Some of the popular sessions being offered cover diabetes outpatient management, drug interactions, hyperlipidemia, preoperative care and anticoagulation therapy. Recordings include several Updates and Clinical Pearl and Meet the Professor sessions.

More information is online or call 800-241-7785.

New free toolkit available to help fight meningitis

The National Foundation for Infectious Diseases (NFID) has launched an online in-practice resource program with free materials to help physicians and practices implement new meningococcal vaccine recommendations.

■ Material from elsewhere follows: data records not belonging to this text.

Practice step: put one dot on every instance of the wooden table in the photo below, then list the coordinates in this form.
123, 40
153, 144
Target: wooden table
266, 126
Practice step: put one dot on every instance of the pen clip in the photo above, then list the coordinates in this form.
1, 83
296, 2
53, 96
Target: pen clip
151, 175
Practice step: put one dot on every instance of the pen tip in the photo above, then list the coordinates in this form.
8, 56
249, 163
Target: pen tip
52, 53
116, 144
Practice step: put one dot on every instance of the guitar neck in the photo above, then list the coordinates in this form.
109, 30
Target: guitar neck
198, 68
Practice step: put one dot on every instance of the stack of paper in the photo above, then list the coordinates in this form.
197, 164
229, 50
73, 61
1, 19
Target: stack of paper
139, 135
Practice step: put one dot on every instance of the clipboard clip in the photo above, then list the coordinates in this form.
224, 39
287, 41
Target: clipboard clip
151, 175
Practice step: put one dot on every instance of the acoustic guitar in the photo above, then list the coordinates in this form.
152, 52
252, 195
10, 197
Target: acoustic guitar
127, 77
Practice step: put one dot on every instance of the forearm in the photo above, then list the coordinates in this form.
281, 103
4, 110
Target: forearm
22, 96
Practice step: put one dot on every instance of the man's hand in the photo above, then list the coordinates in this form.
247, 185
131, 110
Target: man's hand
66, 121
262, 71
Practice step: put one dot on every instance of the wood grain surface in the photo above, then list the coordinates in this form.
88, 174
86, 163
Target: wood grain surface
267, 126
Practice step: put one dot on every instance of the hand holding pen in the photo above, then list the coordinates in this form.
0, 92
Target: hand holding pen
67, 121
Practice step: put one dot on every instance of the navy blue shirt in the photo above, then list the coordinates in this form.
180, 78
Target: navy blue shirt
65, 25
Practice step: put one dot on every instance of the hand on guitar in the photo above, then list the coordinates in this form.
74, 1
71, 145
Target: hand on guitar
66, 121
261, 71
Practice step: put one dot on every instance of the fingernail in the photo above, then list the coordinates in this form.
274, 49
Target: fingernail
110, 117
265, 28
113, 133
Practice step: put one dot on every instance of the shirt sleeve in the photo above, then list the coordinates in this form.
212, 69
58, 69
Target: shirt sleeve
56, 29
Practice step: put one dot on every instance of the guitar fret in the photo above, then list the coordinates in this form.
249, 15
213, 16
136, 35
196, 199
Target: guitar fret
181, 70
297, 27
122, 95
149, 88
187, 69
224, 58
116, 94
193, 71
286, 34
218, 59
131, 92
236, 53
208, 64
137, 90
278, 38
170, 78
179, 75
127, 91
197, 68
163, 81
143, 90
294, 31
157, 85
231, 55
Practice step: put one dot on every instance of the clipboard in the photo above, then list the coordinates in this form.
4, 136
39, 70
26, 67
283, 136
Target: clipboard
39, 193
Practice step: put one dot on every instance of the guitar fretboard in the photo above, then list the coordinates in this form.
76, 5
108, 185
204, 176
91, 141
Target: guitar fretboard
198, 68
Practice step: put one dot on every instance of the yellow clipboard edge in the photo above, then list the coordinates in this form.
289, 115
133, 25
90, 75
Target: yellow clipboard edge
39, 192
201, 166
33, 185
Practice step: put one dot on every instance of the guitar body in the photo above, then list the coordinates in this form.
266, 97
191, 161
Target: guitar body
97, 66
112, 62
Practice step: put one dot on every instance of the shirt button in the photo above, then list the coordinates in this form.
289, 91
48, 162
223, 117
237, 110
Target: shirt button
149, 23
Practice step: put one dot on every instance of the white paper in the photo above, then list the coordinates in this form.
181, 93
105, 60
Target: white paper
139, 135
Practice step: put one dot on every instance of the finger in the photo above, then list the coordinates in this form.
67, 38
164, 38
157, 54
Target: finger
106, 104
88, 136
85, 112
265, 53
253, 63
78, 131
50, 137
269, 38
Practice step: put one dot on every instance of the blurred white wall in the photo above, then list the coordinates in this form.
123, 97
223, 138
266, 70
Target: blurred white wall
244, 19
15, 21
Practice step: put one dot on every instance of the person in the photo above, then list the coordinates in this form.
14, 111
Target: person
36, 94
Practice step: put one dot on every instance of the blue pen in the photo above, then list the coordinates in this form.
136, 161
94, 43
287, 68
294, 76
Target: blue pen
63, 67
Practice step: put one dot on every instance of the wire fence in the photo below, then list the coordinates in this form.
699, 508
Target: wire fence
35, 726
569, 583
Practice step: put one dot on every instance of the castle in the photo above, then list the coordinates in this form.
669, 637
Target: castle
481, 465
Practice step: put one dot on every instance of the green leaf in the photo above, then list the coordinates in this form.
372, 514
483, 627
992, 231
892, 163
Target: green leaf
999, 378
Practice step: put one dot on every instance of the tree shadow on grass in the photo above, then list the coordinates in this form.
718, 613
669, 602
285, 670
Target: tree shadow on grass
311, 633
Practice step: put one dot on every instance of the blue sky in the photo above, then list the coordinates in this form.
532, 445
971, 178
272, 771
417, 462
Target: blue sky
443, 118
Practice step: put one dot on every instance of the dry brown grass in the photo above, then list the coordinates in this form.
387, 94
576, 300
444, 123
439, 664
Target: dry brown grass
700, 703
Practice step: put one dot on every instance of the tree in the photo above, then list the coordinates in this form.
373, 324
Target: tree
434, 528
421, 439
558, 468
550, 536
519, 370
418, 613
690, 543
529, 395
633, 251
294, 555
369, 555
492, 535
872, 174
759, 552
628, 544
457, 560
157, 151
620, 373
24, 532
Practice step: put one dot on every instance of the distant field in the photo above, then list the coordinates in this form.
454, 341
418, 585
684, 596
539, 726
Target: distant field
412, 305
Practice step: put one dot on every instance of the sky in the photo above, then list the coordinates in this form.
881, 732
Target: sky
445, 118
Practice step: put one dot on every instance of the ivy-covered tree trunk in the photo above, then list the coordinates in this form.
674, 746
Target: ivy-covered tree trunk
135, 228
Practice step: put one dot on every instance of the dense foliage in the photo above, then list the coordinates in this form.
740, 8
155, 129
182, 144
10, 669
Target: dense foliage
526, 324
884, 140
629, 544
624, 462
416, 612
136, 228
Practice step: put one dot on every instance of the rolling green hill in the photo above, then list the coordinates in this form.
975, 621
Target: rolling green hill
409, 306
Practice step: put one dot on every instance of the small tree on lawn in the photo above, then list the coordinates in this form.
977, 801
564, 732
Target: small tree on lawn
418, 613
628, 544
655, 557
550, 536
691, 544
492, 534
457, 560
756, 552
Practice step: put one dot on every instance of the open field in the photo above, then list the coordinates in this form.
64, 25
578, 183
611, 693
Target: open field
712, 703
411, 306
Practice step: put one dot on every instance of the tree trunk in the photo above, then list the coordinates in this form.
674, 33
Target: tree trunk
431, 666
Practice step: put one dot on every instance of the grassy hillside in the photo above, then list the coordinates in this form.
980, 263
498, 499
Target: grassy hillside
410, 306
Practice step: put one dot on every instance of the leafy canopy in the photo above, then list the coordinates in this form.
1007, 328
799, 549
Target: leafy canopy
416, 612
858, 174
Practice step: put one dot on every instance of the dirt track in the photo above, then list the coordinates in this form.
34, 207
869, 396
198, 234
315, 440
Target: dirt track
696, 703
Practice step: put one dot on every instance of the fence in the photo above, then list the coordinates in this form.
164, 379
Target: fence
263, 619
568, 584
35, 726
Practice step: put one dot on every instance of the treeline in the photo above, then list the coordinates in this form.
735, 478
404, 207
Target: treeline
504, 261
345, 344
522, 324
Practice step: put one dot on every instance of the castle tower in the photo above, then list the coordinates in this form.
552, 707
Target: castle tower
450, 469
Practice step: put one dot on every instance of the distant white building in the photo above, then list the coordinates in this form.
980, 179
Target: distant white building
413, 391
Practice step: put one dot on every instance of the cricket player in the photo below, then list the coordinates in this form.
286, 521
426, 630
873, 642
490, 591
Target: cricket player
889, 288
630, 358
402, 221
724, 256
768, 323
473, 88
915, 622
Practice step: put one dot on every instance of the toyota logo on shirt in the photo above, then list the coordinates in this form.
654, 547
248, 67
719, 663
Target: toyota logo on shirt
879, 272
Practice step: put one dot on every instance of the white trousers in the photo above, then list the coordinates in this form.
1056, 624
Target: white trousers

The program now offers a toolkit that ACP helped develop, with information on the disease as well as new recommendations and tips for vaccine delivery, proper billing and reimbursement. The toolkit also contains sample patient education materials.

Called "S.T.O.P Meningitis!," the toolkit targets adolescents and college-bound students who make up nearly 30% of the 3,000 meningitis cases diagnosed in the United States each year. According to the National Meningitis Association, vaccination could prevent up to 80% of these cases.

Medical organizations as well as the Centers for Disease Control and Prevention now recommend that patients age 11-12 receive new conjugate vaccine. For those not previously immunized, guidelines recommend vaccination when students enter high school or college. Toolkit materials can be downloaded from the NFID Web site.